Capital of Lumbini Pradesh, Federal Democratic Republic of Nepal

Deukhuri (देउखुरी), also known as Deukhuri Valley, is a proposed permanent capital of Lumbini Province in Nepal which was decided on 20th of Aswin 2077 BS (October 6, 2020 AD). The temporary capital of Lumbini is in Butwal (Rupandehi District).

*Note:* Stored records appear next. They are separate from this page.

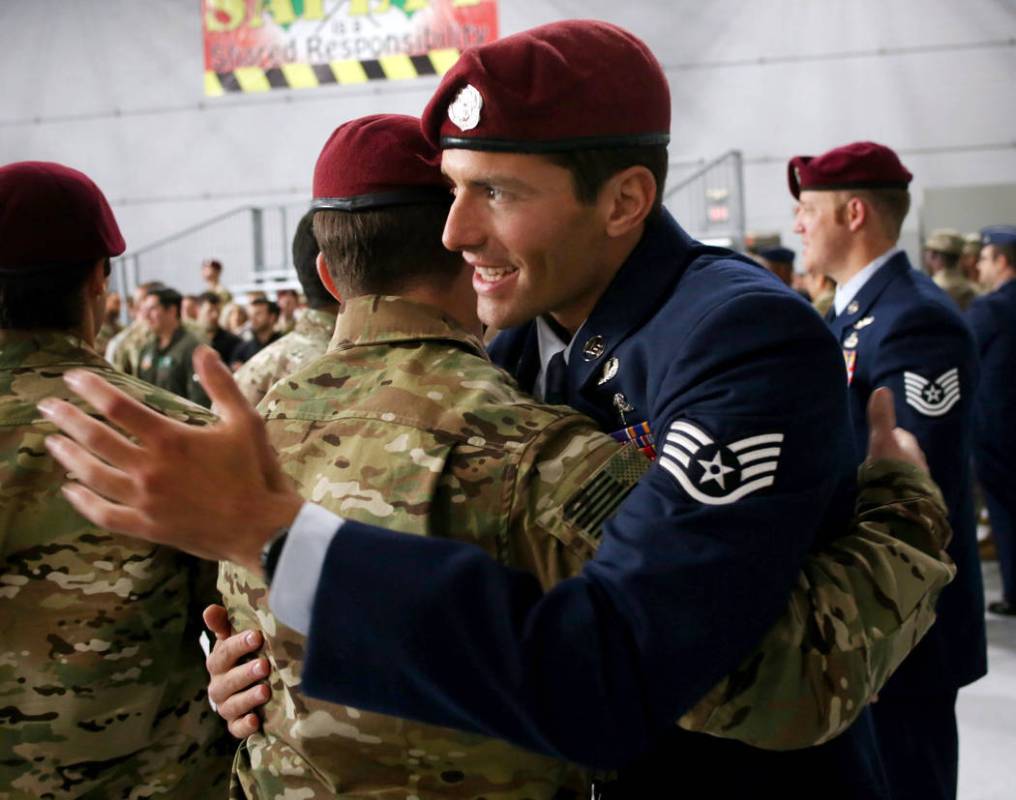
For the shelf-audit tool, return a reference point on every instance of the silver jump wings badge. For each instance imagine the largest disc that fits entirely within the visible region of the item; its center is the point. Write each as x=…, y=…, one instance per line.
x=717, y=474
x=933, y=397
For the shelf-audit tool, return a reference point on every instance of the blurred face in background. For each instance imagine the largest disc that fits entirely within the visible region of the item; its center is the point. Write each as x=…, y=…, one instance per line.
x=207, y=315
x=236, y=319
x=288, y=302
x=262, y=320
x=160, y=320
x=189, y=308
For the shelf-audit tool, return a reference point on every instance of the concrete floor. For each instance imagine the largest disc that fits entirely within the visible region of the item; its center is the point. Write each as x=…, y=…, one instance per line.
x=987, y=712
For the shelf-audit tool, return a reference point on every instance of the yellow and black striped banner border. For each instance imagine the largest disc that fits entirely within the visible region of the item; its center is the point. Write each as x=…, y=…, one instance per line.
x=400, y=67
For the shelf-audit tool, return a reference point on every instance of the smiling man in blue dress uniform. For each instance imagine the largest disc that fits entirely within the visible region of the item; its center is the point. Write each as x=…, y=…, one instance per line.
x=555, y=143
x=898, y=329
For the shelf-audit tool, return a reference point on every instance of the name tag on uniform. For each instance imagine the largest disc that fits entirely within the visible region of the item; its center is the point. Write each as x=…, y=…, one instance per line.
x=850, y=357
x=640, y=436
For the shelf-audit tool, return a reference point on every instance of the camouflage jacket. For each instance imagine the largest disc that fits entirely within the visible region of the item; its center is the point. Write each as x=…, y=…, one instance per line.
x=530, y=484
x=124, y=350
x=955, y=284
x=307, y=342
x=171, y=368
x=102, y=676
x=106, y=334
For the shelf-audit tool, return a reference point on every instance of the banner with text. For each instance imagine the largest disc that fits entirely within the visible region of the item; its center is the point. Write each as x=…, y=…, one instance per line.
x=261, y=45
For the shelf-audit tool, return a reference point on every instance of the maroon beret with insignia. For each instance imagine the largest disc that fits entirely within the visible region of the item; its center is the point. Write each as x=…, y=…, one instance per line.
x=562, y=86
x=378, y=161
x=52, y=216
x=863, y=165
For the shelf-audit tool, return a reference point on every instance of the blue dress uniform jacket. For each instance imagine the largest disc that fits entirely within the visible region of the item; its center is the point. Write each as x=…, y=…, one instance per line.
x=742, y=386
x=904, y=332
x=993, y=318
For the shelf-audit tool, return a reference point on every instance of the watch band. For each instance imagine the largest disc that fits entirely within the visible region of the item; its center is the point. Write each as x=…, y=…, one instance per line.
x=271, y=552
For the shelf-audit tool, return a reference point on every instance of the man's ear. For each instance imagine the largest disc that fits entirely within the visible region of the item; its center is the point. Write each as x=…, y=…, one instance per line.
x=856, y=213
x=627, y=199
x=326, y=278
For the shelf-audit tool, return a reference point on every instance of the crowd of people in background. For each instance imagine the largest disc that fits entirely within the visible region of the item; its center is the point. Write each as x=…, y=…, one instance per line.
x=702, y=515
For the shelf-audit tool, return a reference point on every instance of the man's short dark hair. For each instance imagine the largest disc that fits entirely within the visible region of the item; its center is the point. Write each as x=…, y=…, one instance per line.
x=271, y=305
x=36, y=300
x=590, y=169
x=305, y=250
x=385, y=251
x=168, y=298
x=890, y=206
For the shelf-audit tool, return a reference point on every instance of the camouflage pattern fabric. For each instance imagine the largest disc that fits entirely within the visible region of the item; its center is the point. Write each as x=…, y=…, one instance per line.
x=102, y=677
x=405, y=424
x=124, y=350
x=307, y=342
x=859, y=608
x=106, y=334
x=824, y=302
x=955, y=284
x=171, y=368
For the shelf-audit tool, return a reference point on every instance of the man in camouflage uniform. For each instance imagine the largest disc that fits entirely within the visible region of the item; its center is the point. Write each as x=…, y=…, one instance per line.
x=101, y=670
x=124, y=350
x=111, y=322
x=943, y=250
x=405, y=423
x=313, y=330
x=166, y=360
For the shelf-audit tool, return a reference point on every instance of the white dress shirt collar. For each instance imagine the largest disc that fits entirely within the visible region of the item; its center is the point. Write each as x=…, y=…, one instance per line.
x=847, y=291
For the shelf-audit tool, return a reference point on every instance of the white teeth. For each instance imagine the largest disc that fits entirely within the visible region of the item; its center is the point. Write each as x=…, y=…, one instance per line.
x=494, y=272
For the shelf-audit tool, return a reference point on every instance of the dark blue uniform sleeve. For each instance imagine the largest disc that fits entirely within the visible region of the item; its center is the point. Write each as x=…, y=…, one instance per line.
x=696, y=565
x=930, y=362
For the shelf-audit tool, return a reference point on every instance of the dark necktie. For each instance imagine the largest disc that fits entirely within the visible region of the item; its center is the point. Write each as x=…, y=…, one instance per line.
x=556, y=380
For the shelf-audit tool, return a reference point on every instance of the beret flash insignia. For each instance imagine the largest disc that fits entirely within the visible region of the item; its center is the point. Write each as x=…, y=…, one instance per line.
x=464, y=110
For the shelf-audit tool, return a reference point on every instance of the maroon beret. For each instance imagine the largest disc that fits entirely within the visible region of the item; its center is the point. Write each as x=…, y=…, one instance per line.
x=378, y=161
x=563, y=86
x=52, y=216
x=863, y=165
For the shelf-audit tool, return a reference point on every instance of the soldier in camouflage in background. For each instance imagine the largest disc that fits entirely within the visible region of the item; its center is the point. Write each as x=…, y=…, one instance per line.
x=101, y=670
x=124, y=350
x=406, y=424
x=313, y=330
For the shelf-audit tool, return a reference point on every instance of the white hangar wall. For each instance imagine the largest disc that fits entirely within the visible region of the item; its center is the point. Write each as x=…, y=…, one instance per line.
x=115, y=87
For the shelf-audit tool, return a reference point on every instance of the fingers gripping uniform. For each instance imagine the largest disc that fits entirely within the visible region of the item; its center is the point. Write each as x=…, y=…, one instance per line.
x=406, y=424
x=101, y=671
x=684, y=583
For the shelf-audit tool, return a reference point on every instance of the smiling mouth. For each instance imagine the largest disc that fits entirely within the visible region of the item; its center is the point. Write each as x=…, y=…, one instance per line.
x=491, y=274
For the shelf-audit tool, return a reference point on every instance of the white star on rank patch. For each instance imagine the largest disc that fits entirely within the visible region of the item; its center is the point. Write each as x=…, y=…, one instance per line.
x=714, y=470
x=685, y=456
x=932, y=397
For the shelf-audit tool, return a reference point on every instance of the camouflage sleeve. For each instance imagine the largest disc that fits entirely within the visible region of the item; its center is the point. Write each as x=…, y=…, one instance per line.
x=570, y=479
x=860, y=607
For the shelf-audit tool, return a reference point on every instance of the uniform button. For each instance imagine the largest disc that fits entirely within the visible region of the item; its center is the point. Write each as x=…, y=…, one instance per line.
x=593, y=348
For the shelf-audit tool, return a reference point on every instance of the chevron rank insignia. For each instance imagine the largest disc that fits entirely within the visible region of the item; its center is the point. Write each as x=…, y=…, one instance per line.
x=717, y=474
x=933, y=397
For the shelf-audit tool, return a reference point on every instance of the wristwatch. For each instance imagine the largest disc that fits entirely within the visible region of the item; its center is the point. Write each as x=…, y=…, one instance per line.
x=271, y=552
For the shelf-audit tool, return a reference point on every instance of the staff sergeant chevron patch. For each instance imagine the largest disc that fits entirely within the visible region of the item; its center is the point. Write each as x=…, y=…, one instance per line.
x=717, y=474
x=933, y=397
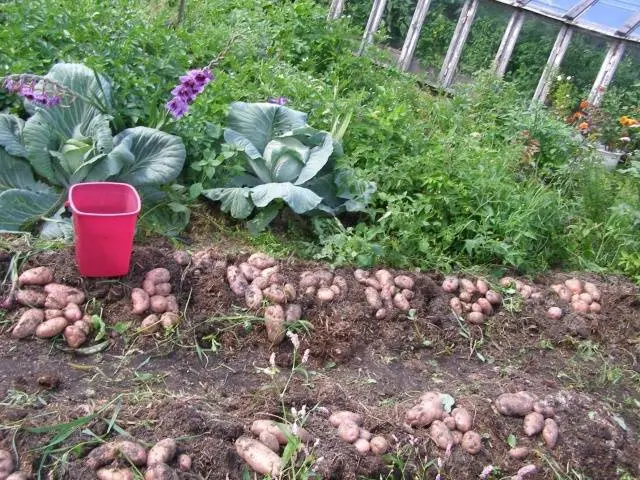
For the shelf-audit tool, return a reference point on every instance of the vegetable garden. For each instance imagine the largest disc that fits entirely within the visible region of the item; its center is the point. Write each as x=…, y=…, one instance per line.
x=337, y=272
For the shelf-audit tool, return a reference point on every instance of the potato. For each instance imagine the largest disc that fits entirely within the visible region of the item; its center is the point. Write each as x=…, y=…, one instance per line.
x=362, y=446
x=274, y=321
x=404, y=281
x=533, y=423
x=158, y=304
x=325, y=294
x=151, y=324
x=253, y=297
x=258, y=456
x=275, y=294
x=450, y=284
x=475, y=318
x=160, y=471
x=184, y=462
x=31, y=298
x=261, y=261
x=379, y=445
x=550, y=432
x=140, y=301
x=293, y=312
x=72, y=312
x=35, y=276
x=494, y=297
x=515, y=404
x=456, y=305
x=342, y=416
x=162, y=452
x=51, y=328
x=554, y=313
x=236, y=280
x=28, y=323
x=441, y=435
x=270, y=441
x=462, y=418
x=401, y=303
x=519, y=453
x=486, y=306
x=471, y=442
x=349, y=432
x=114, y=474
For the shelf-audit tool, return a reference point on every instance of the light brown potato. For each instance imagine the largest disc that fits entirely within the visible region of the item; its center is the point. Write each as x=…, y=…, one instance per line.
x=550, y=432
x=349, y=432
x=440, y=434
x=515, y=404
x=51, y=328
x=274, y=321
x=72, y=312
x=401, y=303
x=471, y=442
x=140, y=301
x=404, y=281
x=462, y=418
x=261, y=261
x=31, y=298
x=158, y=275
x=450, y=284
x=35, y=276
x=237, y=282
x=258, y=456
x=151, y=324
x=28, y=323
x=162, y=452
x=494, y=297
x=533, y=423
x=114, y=474
x=362, y=446
x=379, y=445
x=158, y=304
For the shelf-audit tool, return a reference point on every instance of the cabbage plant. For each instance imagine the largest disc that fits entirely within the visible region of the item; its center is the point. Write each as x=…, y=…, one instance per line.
x=285, y=162
x=70, y=141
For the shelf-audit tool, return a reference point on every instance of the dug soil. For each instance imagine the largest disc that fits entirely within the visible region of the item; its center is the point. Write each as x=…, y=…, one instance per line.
x=205, y=382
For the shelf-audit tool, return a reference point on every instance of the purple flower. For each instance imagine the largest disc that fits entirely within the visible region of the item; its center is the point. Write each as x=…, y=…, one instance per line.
x=177, y=107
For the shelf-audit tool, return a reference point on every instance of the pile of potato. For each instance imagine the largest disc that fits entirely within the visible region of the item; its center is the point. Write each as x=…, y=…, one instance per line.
x=155, y=297
x=446, y=430
x=263, y=455
x=54, y=308
x=384, y=292
x=476, y=299
x=349, y=425
x=126, y=452
x=584, y=297
x=538, y=418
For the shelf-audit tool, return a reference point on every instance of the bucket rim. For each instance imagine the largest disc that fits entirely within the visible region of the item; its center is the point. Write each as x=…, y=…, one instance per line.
x=74, y=209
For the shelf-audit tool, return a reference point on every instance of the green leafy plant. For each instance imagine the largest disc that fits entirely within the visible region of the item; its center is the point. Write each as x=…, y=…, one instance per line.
x=283, y=160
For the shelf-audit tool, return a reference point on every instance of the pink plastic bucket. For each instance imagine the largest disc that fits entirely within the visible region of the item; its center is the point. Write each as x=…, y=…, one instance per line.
x=104, y=222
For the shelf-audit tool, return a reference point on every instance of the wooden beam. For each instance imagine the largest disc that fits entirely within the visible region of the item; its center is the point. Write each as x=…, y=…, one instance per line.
x=553, y=63
x=372, y=24
x=508, y=42
x=413, y=34
x=454, y=52
x=607, y=70
x=335, y=10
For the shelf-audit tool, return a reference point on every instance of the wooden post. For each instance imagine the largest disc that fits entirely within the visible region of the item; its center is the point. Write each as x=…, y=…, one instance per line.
x=372, y=24
x=553, y=63
x=508, y=42
x=413, y=34
x=335, y=10
x=607, y=70
x=454, y=53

The Dekhuri territory will be formed in the inner terai part of Dang Valley. The capital city will be formed by combining Rapti Rural Municipality, Gadhawa Rural Municipality and Sitaganga Municipality. The three local level unit currently lies in two different district, i.e. Dang and Arghakhanchi District. The planned city is located on the bank of Rapti River.
 and arjun khola

==Geography==
The Deukhuri Valley (देउखुरी उपत्यका) is southeast of the Dang Valley and extends about 60 km in WNW-ESE direction with a maximum width of 20 km. It forms a nearly 600 km2 plain within a drainage basin of 6100 km2. The valley is drained by the West Rapti River. It emerges from its gorge through the Mahabharat Range and flows WNW along the axis of the Siwalik Range between the Dundwa Range along the India border and the Dang subrange to the north. It flows 100 km in this direction until the Dundwas fall away near Banke, and the river can resume flowing SE toward the Ganges.

The Mahendra Highway passes through the Deukhuri Valley. Valley is settled by Tharu people, and used as winter pasture by Kham Magar from the hills.